O cuidado é aquela condição prévia que permite o eclodir da
inteligência e da amorosidade. É o orientador antecipado de todo
comportamento para que seja livre e responsável, enfim, tipicamente
humano. Cuidado é gesto amoroso para com a realidade, gesto que
protege e traz serenidade e paz. Sem cuidado nada que é vivo,
sobrevive. O cuidado é a força maior que se opõe à lei suprema da
entropia, o desgaste natural de todas as coisas até sua morte
térmica, pois tudo o que cuidamos dura muito mais.

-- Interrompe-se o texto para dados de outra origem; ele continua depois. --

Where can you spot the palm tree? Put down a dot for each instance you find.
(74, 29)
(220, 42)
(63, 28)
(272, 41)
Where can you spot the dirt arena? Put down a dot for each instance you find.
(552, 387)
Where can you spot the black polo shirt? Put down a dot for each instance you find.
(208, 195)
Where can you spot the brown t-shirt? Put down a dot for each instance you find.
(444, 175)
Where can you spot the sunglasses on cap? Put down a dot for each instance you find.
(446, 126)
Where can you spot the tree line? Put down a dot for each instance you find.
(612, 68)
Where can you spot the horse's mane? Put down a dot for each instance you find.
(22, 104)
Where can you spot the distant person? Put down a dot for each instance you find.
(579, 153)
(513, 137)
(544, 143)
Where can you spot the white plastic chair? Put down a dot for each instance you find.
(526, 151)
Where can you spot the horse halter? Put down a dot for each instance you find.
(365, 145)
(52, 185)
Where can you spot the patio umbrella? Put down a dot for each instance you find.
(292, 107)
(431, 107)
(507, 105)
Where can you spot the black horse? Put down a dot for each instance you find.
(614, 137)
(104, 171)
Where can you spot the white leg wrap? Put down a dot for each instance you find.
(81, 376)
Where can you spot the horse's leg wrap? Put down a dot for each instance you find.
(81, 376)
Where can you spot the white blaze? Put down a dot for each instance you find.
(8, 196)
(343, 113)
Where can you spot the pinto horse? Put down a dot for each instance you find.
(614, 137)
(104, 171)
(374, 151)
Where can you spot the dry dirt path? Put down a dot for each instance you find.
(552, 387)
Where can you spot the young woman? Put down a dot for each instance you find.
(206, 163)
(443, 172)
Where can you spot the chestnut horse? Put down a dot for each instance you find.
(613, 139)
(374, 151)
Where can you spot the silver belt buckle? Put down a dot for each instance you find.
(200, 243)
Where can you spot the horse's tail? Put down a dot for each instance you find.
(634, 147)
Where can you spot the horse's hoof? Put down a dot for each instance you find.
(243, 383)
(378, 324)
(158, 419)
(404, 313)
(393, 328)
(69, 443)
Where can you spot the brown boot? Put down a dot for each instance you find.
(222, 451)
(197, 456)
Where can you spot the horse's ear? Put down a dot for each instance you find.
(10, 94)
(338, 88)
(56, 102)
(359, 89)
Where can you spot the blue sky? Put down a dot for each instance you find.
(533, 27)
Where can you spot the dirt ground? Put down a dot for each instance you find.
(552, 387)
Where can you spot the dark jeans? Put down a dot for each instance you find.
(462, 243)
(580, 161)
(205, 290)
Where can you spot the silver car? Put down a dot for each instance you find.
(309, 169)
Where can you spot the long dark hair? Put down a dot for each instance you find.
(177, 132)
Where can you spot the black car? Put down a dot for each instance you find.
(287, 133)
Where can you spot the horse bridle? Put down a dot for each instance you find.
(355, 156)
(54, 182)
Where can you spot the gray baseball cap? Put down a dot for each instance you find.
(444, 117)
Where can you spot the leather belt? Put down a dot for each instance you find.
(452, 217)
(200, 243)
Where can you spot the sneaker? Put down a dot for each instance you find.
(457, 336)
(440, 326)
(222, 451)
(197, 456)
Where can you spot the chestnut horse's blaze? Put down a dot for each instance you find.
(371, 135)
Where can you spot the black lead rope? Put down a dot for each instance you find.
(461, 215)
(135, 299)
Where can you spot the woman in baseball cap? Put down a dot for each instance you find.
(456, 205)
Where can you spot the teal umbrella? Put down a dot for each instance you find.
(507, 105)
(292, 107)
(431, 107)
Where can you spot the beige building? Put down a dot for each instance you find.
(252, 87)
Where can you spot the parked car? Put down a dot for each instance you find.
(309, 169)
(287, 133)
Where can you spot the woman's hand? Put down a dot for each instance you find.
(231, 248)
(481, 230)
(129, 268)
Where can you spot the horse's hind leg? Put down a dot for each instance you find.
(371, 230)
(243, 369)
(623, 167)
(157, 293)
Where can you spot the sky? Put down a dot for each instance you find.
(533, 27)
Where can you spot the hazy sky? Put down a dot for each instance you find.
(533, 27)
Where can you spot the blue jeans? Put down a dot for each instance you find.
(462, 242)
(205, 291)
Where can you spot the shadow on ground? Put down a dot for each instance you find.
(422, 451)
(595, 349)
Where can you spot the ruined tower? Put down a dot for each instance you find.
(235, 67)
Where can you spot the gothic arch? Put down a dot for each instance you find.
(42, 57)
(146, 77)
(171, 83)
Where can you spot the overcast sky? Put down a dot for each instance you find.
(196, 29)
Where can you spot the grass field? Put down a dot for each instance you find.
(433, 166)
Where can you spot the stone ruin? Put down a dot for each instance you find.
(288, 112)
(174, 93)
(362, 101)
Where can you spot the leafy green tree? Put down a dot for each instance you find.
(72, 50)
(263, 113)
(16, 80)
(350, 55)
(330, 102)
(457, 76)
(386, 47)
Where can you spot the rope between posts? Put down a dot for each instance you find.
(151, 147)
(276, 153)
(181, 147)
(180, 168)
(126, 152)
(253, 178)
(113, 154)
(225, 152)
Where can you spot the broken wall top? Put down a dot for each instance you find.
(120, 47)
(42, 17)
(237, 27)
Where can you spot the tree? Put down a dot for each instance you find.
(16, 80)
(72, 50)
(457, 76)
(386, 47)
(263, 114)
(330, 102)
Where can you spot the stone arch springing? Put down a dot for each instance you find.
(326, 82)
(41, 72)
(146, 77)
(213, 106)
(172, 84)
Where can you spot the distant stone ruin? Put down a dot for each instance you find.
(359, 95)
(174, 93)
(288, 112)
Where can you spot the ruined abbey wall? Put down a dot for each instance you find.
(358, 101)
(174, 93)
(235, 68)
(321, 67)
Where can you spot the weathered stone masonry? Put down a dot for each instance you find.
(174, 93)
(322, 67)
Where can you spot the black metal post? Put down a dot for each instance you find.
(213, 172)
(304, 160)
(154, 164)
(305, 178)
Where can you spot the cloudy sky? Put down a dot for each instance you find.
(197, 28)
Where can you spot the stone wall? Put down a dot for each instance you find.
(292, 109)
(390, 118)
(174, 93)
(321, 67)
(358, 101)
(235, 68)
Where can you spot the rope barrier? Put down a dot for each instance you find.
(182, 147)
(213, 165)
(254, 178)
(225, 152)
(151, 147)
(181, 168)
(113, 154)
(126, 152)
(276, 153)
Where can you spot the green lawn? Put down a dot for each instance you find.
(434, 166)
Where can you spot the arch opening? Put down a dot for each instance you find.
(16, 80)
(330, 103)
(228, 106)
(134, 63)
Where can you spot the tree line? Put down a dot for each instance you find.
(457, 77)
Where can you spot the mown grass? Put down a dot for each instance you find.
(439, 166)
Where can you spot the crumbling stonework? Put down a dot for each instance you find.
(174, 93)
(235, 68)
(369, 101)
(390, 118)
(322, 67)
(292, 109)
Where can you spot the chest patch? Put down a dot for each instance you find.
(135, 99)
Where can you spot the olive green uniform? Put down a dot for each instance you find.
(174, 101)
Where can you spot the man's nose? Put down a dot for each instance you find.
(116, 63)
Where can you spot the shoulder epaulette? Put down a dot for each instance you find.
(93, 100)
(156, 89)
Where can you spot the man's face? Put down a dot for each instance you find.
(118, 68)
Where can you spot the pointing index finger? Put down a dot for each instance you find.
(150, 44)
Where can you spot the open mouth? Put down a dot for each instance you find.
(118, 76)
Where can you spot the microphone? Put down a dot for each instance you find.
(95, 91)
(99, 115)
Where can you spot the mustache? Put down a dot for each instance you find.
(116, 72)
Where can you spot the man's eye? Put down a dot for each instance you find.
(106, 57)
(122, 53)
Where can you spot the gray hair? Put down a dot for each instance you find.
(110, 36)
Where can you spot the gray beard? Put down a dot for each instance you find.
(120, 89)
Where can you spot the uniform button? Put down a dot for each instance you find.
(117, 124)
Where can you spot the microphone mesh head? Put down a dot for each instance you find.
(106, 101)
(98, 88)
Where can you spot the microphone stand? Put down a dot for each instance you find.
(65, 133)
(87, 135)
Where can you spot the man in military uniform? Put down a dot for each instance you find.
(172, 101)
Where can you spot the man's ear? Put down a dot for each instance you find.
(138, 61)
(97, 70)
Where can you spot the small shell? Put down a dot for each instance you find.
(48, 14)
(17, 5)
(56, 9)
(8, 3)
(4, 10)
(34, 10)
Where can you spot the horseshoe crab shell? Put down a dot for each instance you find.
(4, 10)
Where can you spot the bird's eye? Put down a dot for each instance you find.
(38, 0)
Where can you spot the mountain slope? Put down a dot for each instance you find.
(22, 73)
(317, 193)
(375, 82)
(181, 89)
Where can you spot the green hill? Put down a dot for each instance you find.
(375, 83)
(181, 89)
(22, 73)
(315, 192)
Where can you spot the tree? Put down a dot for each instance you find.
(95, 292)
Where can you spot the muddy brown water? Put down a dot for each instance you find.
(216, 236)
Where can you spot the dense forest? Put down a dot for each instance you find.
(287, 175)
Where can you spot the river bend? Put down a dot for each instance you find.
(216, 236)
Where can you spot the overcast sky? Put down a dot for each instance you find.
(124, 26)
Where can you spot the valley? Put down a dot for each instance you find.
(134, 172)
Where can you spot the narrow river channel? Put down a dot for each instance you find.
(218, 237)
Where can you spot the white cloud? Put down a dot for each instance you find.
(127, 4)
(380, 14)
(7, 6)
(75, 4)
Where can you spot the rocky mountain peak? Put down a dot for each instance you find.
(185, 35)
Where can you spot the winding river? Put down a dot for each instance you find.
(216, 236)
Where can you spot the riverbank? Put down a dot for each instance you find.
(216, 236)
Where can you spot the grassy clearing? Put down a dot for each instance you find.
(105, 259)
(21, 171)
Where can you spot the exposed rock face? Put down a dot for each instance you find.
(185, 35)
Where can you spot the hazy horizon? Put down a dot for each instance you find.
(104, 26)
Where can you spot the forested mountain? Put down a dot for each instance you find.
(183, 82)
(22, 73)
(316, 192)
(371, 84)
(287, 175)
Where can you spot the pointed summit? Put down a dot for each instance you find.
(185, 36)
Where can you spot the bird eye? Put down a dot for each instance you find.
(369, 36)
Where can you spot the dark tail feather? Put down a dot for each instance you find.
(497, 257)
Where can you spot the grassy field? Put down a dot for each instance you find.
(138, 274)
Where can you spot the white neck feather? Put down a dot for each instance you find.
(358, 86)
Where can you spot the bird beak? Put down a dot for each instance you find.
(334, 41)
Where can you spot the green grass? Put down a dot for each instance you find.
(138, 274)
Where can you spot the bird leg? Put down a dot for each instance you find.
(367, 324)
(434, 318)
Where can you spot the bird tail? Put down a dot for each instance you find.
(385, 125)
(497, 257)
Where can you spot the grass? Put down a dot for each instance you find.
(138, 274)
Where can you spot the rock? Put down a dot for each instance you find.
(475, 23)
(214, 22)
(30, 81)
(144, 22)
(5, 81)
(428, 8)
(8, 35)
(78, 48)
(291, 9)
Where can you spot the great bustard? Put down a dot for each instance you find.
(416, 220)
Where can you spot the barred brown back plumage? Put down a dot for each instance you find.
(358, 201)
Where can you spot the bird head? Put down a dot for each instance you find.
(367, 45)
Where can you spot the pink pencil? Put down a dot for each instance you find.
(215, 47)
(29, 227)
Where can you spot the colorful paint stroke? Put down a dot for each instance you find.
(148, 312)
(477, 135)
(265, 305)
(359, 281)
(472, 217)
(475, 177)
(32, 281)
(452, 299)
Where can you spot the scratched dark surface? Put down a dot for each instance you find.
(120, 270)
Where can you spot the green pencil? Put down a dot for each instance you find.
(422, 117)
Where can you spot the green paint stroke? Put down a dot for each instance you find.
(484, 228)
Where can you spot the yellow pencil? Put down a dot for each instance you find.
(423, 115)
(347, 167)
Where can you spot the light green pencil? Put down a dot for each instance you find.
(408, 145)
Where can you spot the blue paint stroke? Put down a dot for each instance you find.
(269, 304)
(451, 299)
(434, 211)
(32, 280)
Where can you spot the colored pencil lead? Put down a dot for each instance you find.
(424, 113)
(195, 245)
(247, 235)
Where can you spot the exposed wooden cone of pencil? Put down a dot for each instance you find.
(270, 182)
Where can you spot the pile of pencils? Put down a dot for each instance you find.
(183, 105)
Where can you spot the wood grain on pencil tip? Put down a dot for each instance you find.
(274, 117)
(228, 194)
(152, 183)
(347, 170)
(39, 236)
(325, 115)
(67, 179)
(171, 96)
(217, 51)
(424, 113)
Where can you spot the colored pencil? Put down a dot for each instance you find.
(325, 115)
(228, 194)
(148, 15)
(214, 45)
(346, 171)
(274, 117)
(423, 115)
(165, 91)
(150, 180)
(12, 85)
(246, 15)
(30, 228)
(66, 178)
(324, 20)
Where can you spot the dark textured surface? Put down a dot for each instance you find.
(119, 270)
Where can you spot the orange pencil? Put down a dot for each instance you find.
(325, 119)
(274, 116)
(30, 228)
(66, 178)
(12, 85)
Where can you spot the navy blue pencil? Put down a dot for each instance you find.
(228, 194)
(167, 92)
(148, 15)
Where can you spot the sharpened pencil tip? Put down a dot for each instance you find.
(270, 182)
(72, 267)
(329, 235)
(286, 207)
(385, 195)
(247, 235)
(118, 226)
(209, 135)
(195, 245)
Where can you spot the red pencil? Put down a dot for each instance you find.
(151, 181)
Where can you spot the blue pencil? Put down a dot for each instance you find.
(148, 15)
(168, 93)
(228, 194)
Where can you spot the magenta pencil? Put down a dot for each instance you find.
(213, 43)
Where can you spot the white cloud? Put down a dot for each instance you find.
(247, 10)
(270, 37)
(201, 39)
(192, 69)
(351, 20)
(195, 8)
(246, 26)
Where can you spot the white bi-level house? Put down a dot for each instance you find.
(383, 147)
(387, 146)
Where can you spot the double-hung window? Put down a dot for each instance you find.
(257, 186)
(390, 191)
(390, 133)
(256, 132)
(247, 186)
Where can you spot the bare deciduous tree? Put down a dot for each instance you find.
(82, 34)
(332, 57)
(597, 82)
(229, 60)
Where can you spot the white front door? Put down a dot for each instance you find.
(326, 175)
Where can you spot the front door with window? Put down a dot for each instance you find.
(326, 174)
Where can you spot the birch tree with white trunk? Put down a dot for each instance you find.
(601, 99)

Essa atitude precisamos resgatar hoje, como ética mínima e
universal, se quisermos preservar a herança que recebemos do
universo e da cultura e garantir nosso futuro. O cuidado surge na
consciência coletiva sempre em momentos críticos. Florence
Nightingale (1820-1910) é o arquétipo da moderna enfermeira. Em
1854 com 38 colegas partiu de Londres para um hospital militar na
Turquia, onde se travava a guerra da Criméia. Imbuida da idéia do
cuidado, em dois meses, conseguiu reduzir a mortalidade de 42% para
2%. A primeira Grande Guerra destruira as certezas e produzira
profundo desamparo metafísico. Foi quando Martin Heidegger escreveu
seu genial Ser e Tempo (1927), cujos parágrafos centrais (§ 39-
44)são dedicados ao cuidado como ontologia do ser humano. Em 1972 o
Clube de Roma lança o alarme ecológico sobre o estado doentio da
Terra. Em 2001 termina na Unesco a redação da Carta da Terra, texto
da nova consciência ecológica e ética da humanidade.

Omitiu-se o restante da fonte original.